“And where’ll she be now?” says I.
“Gude kens!” says Doig, with a shrug.
“She’ll have gone home to Lady Allardyce, I’m thinking,” said I.
“That’ll be it,” said he.
“Then I’ll gang there straight,” says I.
“But ye’ll be for a bite or ye go?” said he.
“Neither bite nor sup,” said I. “I had a good waucht of milk in by Ratho.”
“Aweel, aweel,” says Doig. “But ye’ll can leave your horse here and your bags, for it seems we’re to have your up-put.”
“Na, na,” said I. “Tamson’s mear would never be the thing for me, this day of all days.”
Doig speaking somewhat broad, I had been led by imitation into an accent much more countrified than I was usually careful to affect, a good deal broader indeed than I have written it down; and I was the more ashamed when another voice joined in behind me with a scrap of a ballad:
“Gae saddle me the bonny
Gae saddle sune and mak’ him ready,
For I will down the Gatehope-slack,
And a’ to see my bonny leddy.”
The young lady, when I turned to her, stood in a morning gown, and her hands muffled in the same, as if to hold me at a distance. Yet I could not but think there was kindness in the eye with which she saw me.
“My best respects to you, Mistress Grant,” said I bowing.
“The like to yourself, Mr. David,” she replied, with a deep courtesy, “And I beg to remind you of an old musty saw, that meat and mass never hindered man. The mass I cannot afford you, for we are all good Protestants. But the meat I press on your attention. And I would not wonder but I could find something for your private ear that would be worth the stopping for.”
“Mistress Grant,” said I, “I believe I am already your debtor for some merry words—and I think they were kind too—on a piece of unsigned paper.”
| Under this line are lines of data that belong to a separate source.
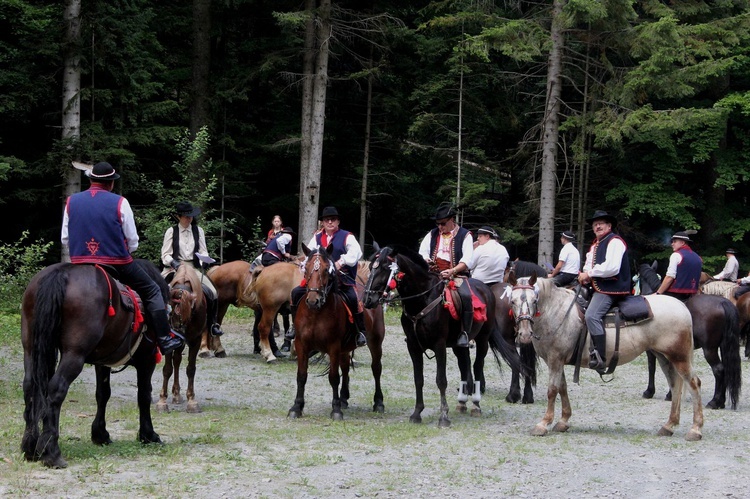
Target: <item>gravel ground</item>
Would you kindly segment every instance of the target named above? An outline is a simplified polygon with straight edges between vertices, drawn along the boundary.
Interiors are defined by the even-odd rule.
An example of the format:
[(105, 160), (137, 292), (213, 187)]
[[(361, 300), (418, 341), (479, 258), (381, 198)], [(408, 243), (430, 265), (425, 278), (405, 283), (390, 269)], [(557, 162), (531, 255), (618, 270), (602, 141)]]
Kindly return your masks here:
[[(389, 320), (395, 324), (393, 320)], [(352, 398), (343, 422), (333, 422), (327, 378), (311, 375), (305, 416), (286, 417), (296, 390), (296, 363), (266, 365), (252, 354), (244, 324), (225, 325), (225, 359), (199, 359), (196, 393), (203, 412), (184, 404), (154, 414), (164, 446), (134, 443), (137, 429), (135, 373), (113, 378), (108, 425), (115, 442), (97, 448), (88, 439), (93, 417), (93, 368), (74, 383), (63, 405), (64, 470), (22, 461), (20, 394), (22, 359), (4, 349), (0, 382), (0, 495), (34, 497), (719, 497), (747, 496), (750, 417), (744, 397), (737, 411), (705, 411), (703, 440), (687, 442), (692, 410), (683, 402), (683, 423), (673, 437), (657, 437), (669, 403), (659, 373), (657, 397), (641, 398), (645, 357), (618, 367), (604, 384), (590, 371), (572, 384), (571, 429), (532, 437), (545, 410), (543, 363), (536, 403), (504, 398), (510, 370), (486, 365), (483, 415), (451, 410), (452, 426), (437, 427), (439, 398), (435, 363), (425, 362), (423, 423), (409, 423), (414, 405), (411, 362), (398, 326), (388, 326), (383, 358), (385, 413), (371, 412), (373, 381), (369, 352), (358, 352)], [(695, 356), (704, 402), (713, 377)], [(746, 362), (743, 362), (743, 367)], [(316, 367), (316, 373), (322, 368)], [(449, 355), (449, 393), (455, 405), (458, 370)], [(183, 374), (183, 384), (184, 381)], [(154, 398), (161, 374), (154, 375)], [(184, 390), (184, 387), (183, 387)], [(557, 415), (559, 415), (559, 401)]]

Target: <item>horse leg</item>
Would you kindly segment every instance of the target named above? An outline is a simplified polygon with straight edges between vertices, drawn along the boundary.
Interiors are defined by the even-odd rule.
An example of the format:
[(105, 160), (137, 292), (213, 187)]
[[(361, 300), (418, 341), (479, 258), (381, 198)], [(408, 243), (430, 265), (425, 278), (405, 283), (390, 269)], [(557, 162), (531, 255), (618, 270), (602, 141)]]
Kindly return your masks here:
[[(344, 353), (341, 352), (339, 354), (340, 361), (339, 365), (341, 366), (341, 390), (339, 393), (339, 398), (341, 399), (341, 408), (342, 409), (348, 409), (349, 408), (349, 368), (352, 366), (352, 363), (354, 362), (354, 352), (351, 353)], [(344, 360), (345, 359), (345, 360)], [(344, 368), (346, 366), (346, 369)]]
[(469, 354), (468, 348), (453, 348), (453, 354), (456, 356), (458, 370), (461, 373), (456, 411), (463, 414), (467, 411), (466, 401), (469, 400), (471, 390), (474, 388), (474, 381), (471, 377), (471, 354)]
[[(346, 362), (341, 359), (346, 357)], [(328, 368), (328, 383), (331, 385), (331, 392), (333, 398), (331, 399), (331, 419), (334, 421), (343, 421), (344, 413), (341, 410), (341, 397), (339, 396), (339, 383), (341, 383), (341, 374), (339, 369), (344, 371), (349, 369), (349, 356), (342, 355), (340, 351), (329, 351), (328, 358), (330, 359), (330, 367)], [(344, 367), (346, 364), (346, 367)], [(348, 377), (348, 375), (347, 375)]]
[(213, 350), (213, 345), (211, 343), (211, 335), (208, 333), (208, 330), (203, 331), (201, 334), (200, 351), (198, 352), (198, 356), (201, 359), (206, 359), (211, 356), (211, 350)]
[(109, 437), (106, 422), (107, 402), (112, 395), (110, 385), (110, 374), (112, 369), (107, 366), (95, 366), (96, 371), (96, 416), (91, 422), (91, 441), (97, 445), (109, 445), (112, 439)]
[(518, 369), (511, 368), (510, 389), (508, 395), (505, 396), (505, 401), (515, 404), (519, 400), (521, 400), (521, 373)]
[(26, 427), (21, 438), (21, 450), (27, 461), (35, 461), (38, 458), (35, 450), (39, 441), (39, 418), (43, 414), (44, 408), (42, 406), (42, 397), (38, 396), (38, 392), (35, 393), (34, 389), (34, 363), (31, 356), (26, 352), (23, 355), (23, 364), (23, 400), (25, 405), (23, 420), (26, 423)]
[(560, 419), (552, 428), (552, 431), (562, 433), (570, 429), (569, 421), (570, 416), (573, 414), (573, 409), (570, 406), (570, 397), (568, 397), (568, 381), (565, 379), (565, 369), (560, 369), (557, 391), (560, 394)]
[[(531, 435), (541, 437), (547, 434), (547, 427), (555, 419), (555, 401), (560, 390), (561, 376), (563, 372), (563, 363), (558, 359), (548, 359), (549, 381), (547, 383), (547, 410), (536, 426), (531, 429)], [(567, 416), (568, 418), (570, 415)], [(567, 421), (567, 419), (566, 419)]]
[(292, 405), (287, 413), (287, 417), (293, 419), (301, 418), (302, 411), (305, 409), (308, 351), (303, 343), (299, 338), (294, 342), (294, 349), (297, 352), (297, 395), (294, 398), (294, 405)]
[(416, 344), (415, 340), (409, 340), (406, 338), (406, 347), (409, 350), (409, 356), (411, 357), (411, 364), (414, 370), (414, 390), (415, 390), (415, 402), (414, 412), (409, 416), (409, 422), (421, 423), (422, 422), (422, 411), (424, 410), (424, 359), (422, 358), (422, 350), (419, 345)]
[(172, 377), (174, 371), (174, 367), (172, 366), (172, 357), (174, 355), (174, 352), (170, 352), (164, 356), (164, 367), (161, 368), (161, 391), (159, 392), (159, 402), (156, 403), (156, 410), (159, 412), (169, 412), (167, 393), (169, 393), (169, 379)]
[[(198, 357), (196, 355), (197, 349), (195, 348), (197, 345), (190, 345), (190, 349), (188, 352), (188, 365), (185, 369), (185, 374), (188, 379), (188, 387), (185, 391), (185, 396), (187, 397), (187, 406), (185, 407), (185, 412), (188, 412), (190, 414), (197, 414), (201, 412), (201, 408), (198, 405), (198, 401), (195, 400), (195, 372), (196, 372), (196, 358)], [(175, 378), (176, 379), (176, 378)]]
[[(222, 301), (219, 300), (219, 311), (216, 316), (216, 321), (219, 325), (224, 322), (224, 316), (227, 314), (227, 310), (229, 310), (229, 303), (222, 303)], [(221, 344), (221, 336), (212, 336), (208, 333), (208, 330), (203, 331), (203, 334), (211, 339), (211, 349), (214, 351), (214, 357), (219, 359), (226, 358), (227, 351), (224, 348), (224, 345)]]
[(685, 435), (689, 441), (700, 440), (703, 438), (701, 430), (703, 428), (703, 403), (701, 402), (701, 381), (695, 375), (692, 365), (692, 352), (685, 354), (683, 359), (677, 359), (670, 362), (666, 358), (658, 356), (659, 364), (667, 376), (672, 389), (672, 405), (670, 407), (669, 419), (662, 426), (657, 435), (672, 436), (674, 427), (680, 423), (680, 404), (682, 402), (683, 383), (686, 383), (690, 391), (691, 401), (693, 403), (693, 425)]
[(534, 345), (521, 345), (520, 348), (521, 364), (524, 365), (529, 373), (523, 377), (523, 398), (522, 404), (534, 403), (534, 385), (536, 385), (536, 351)]
[(50, 468), (65, 468), (68, 463), (60, 452), (60, 408), (70, 389), (70, 384), (83, 370), (83, 358), (65, 355), (60, 358), (57, 371), (47, 386), (47, 411), (42, 419), (42, 433), (34, 453)]
[(482, 415), (482, 408), (479, 407), (479, 402), (482, 400), (482, 394), (486, 389), (486, 382), (484, 379), (484, 359), (487, 357), (489, 351), (489, 342), (481, 340), (476, 341), (476, 358), (474, 359), (474, 390), (472, 391), (471, 402), (474, 407), (471, 409), (472, 417), (479, 417)]
[(654, 377), (656, 374), (656, 356), (651, 350), (646, 350), (646, 358), (648, 359), (648, 386), (643, 392), (642, 397), (645, 399), (653, 398), (656, 393), (656, 384), (654, 383)]
[[(468, 350), (465, 348), (464, 350)], [(466, 357), (469, 357), (469, 352), (466, 352)], [(471, 359), (469, 359), (470, 361)], [(448, 419), (448, 401), (445, 398), (445, 390), (448, 388), (448, 377), (446, 375), (446, 350), (445, 348), (439, 348), (435, 352), (435, 361), (437, 364), (437, 374), (435, 376), (435, 382), (437, 383), (438, 390), (440, 390), (440, 419), (438, 420), (438, 426), (440, 428), (448, 428), (451, 425), (450, 419)], [(467, 366), (467, 373), (470, 369)], [(468, 374), (471, 377), (470, 374)]]
[(156, 363), (152, 356), (149, 357), (135, 366), (138, 380), (138, 441), (144, 444), (160, 444), (161, 438), (154, 431), (154, 423), (151, 421), (151, 378)]
[[(370, 314), (365, 314), (365, 319)], [(383, 374), (383, 337), (374, 332), (374, 328), (369, 325), (367, 328), (367, 348), (370, 349), (370, 369), (372, 378), (375, 380), (375, 395), (372, 398), (372, 410), (374, 412), (385, 412), (383, 403), (383, 390), (380, 387), (380, 376)]]
[(275, 313), (261, 313), (260, 319), (258, 319), (258, 334), (260, 335), (260, 354), (266, 359), (267, 363), (271, 363), (276, 360), (276, 356), (271, 350), (271, 344), (268, 341), (268, 336), (271, 333), (271, 327), (273, 325), (273, 319)]
[(706, 404), (706, 408), (724, 409), (727, 400), (727, 381), (724, 375), (724, 364), (719, 358), (719, 349), (703, 347), (703, 355), (708, 365), (711, 366), (711, 372), (714, 373), (714, 398)]
[(182, 398), (182, 386), (180, 385), (180, 366), (182, 365), (182, 349), (174, 351), (172, 356), (172, 363), (174, 364), (174, 379), (172, 380), (172, 403), (181, 404)]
“Unsigned paper?” says she, and made a droll face, which was likewise wondrous beautiful, as of one trying to remember.
“Or else I am the more deceived,” I went on. “But to be sure, we shall have the time to speak of these, since your father is so good as to make me for a while your inmate; and the gomeral begs you at this time only for the favour of his liberty.”
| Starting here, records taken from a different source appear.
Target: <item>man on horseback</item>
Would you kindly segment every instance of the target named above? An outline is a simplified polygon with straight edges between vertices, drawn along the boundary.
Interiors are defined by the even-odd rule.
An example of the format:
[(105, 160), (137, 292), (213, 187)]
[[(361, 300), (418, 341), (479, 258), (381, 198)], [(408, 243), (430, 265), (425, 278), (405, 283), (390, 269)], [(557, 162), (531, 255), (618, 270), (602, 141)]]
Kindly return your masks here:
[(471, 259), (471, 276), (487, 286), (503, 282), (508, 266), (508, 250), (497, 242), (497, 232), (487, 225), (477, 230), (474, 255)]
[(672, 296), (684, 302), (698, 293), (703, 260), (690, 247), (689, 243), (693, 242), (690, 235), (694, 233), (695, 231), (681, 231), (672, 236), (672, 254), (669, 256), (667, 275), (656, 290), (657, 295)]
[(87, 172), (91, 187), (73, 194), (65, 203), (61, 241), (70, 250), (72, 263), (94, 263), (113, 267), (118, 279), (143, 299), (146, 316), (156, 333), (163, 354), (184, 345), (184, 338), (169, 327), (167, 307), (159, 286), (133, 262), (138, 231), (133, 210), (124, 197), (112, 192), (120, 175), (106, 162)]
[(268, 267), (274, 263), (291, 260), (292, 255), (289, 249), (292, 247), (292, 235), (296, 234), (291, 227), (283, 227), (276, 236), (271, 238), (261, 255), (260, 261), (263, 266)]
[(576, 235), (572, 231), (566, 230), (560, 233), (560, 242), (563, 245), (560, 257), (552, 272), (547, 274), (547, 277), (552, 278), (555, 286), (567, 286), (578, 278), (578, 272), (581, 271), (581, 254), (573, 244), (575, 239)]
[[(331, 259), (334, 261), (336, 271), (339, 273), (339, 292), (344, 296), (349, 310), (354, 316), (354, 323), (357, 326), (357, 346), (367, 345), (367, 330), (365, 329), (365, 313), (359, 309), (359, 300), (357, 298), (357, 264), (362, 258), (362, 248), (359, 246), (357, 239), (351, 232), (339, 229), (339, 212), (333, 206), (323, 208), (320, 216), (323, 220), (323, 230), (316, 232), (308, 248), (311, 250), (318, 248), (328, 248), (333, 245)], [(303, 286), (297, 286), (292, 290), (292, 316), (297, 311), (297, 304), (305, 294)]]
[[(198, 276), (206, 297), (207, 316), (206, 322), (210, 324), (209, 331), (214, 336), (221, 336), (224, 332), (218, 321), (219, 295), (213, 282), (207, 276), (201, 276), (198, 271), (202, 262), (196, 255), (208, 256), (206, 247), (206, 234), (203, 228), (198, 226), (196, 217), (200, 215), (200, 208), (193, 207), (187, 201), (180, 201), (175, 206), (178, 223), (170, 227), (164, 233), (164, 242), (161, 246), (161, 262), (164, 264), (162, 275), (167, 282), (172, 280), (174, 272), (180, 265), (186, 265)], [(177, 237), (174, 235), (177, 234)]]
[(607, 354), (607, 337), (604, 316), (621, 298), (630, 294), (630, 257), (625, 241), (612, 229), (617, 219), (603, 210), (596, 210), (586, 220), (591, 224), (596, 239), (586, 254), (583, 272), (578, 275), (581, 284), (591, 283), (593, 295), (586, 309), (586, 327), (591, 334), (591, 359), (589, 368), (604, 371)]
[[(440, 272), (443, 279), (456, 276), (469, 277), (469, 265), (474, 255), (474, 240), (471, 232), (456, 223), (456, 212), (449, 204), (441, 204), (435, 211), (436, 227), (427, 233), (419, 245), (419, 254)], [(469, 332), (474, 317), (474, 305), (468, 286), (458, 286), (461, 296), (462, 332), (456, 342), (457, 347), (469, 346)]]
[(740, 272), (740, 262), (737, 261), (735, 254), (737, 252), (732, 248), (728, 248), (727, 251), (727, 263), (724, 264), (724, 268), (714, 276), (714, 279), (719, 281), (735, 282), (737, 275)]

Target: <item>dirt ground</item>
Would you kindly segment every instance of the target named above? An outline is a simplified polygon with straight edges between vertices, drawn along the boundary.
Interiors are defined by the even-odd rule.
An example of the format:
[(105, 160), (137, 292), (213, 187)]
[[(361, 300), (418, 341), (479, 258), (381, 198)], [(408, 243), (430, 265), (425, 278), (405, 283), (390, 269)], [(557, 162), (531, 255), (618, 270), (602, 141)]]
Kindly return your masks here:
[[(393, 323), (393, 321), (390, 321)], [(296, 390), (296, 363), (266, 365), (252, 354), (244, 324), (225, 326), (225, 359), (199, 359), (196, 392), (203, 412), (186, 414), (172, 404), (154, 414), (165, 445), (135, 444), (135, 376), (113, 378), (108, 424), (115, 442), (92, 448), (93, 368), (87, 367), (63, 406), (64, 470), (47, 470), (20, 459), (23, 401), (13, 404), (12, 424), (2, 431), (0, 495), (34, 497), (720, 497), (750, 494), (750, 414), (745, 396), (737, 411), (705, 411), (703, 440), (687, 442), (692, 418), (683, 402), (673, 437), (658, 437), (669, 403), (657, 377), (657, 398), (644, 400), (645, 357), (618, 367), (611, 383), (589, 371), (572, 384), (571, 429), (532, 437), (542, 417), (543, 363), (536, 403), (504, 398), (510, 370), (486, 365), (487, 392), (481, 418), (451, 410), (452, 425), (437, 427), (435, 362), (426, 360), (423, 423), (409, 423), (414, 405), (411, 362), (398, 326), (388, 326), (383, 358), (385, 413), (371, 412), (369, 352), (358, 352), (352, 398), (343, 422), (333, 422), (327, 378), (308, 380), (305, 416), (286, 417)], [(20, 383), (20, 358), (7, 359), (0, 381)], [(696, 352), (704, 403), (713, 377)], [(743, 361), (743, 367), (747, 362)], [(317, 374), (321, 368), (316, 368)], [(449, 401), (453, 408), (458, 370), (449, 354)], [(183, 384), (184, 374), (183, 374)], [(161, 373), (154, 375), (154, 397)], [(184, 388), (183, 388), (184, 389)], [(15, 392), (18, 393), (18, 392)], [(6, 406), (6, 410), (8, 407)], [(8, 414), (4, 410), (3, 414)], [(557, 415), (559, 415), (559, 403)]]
“You give yourself hard names,” said she.
“Mr. Doig and I would be blythe to take harder at your clever pen,” says I.
“Once more I have to admire the discretion of all men-folk,” she replied. “But if you will not eat, off with you at once; you will be back the sooner, for you go on a fool’s errand. Off with you, Mr. David,” she continued, opening the door.
“He has lowpen on his
He rade the richt gate and the ready;
I trow he would neither stint nor stay,
Far he was seeking his bonny leddy.”
I did not wait to be twice bidden, and did justice to Miss Grant’s citation on the way to Dean.